We know that tracking enterprise log data to discover suspicious activity from hackers or malicious insider threats is not a new idea. Five to 10 years ago, we saw the SIEM (security information and event management) industry spike in popularity. The idea that large enterprises could systematically analyze countless security alerts in real time meant that security operations center (SOC) teams could do their jobs better.
While SIEM served (and still serves) a valid purpose in the market, our teams were still missing alerts that led to significant data breaches. Enterprises were creating more data than ever before, hackers were getting smarter and making strategic hires in the security market was getting tougher.
Enter: user behavior analytics (UBA). By 2017, Gartner expects that at least 20 percent of major security vendors that already focus on user monitoring will incorporate advanced analytics and UBA into their products.
UBA solutions, sometimes looked at as next-gen SIEM, are defined by their ability to focus more on user-specific activities and behaviors, rather than systematical events and alerts. At first glance, focusing only on user behaviors seems too limited for catching hackers in action. Over the years, however, attack strategies have changed, and hackers are stealing credentials to pose as valid users in 76 percent of all attacks. Instead of looking for alerts pointing to a hacker or malware, our SOC teams are now using UBA to identify the suspicious behaviors that denote a hacker.
While UBA is a security tool at its core, it requires that the teams using it pull from three areas of expertise: data science, platform engineering and security analysis. The understanding of these components allows SOC teams to support and succeed with their UBA solution.
Security analysts aren’t data scientists, and with support from UBA, that’s OK. UBA requires that the analysts monitoring its outputs understand the behavioral modeling and machine learning techniques. The longer UBA tools are in our networks, the smarter they get. They will compare users’ behaviors to their own behaviors in the past, to coworkers in their department and to coworkers in their office location.
While UBA tools point out the anomalies, security analysts should also start recognizing these patterns and prioritizing investigations of users that appear riskiest. By understanding the data science behind UBA, our SOC teams can focus on the most severe risks, not necessarily those that FireEye pulls up first.
Modeling for possible breaches, connecting identity switches by hackers and identifying infected machines all require extremely efficient platform support. An in-memory stream-based platform like Apache Spark will allow security analysts to work in real time to discover these breaches.

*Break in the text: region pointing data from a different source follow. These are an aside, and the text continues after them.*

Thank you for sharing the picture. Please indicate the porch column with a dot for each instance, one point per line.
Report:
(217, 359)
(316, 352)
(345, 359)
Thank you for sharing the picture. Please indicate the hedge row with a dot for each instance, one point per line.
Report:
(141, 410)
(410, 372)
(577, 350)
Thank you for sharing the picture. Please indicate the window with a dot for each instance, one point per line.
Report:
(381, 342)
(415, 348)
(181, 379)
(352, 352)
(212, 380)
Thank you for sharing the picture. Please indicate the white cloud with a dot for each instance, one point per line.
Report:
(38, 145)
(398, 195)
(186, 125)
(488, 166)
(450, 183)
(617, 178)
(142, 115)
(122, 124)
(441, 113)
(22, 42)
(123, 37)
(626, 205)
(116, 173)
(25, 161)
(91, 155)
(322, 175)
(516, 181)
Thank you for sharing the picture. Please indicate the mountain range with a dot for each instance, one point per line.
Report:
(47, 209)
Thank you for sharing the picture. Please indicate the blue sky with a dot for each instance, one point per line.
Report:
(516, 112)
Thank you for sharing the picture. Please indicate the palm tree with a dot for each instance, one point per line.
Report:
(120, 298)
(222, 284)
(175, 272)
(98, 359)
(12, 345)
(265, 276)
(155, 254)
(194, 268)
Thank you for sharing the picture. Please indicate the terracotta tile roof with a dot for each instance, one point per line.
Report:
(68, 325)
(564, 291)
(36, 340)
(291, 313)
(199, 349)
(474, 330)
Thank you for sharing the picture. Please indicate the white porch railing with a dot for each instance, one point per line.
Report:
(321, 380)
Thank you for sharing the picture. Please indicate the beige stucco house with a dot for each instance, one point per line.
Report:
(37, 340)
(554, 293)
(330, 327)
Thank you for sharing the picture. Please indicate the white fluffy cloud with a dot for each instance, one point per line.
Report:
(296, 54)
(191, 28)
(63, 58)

Instead of waiting for a FireEye alert of an infected system, real-time platform analytics will help analysts detect account takeover by a hacker long before they are able to steal any information. All advancements in platform engineering will work side-by-side with advancements in the UBA space, making the security analysts’ jobs as seamless as possible.
Our security teams are often a combination of data scientists, experienced security professionals and analysts who are still very new to the industry. The data scientists are new to security industry’s common threats, while experienced security professionals are not terribly familiar with the math behind threat detection. Analysts completely new to the industry are being exposed to both challenges for the first time.
The possibility of hiring additional staff is often limited (currently more than 209,000 cybersecurity jobs in the U.S. are unfilled due to a staffing, not budgeting, gap). We need to aid our staff in doing its best work by encouraging team member to work together closely. By promoting collaboration between cybersecurity professionals and data scientists, each group will better learn how to identify trends that lead to a threat. Instead of having new analysts blindly look for signs of a breach, teach them to use UBA tools to better identify the warning signs of an attack.
User behavior analytics may seem daunting at first, but by bringing together the insight used in data science, a real-time backend platform and a diverse security team, UBA can become a crucial threat detection method for your organization.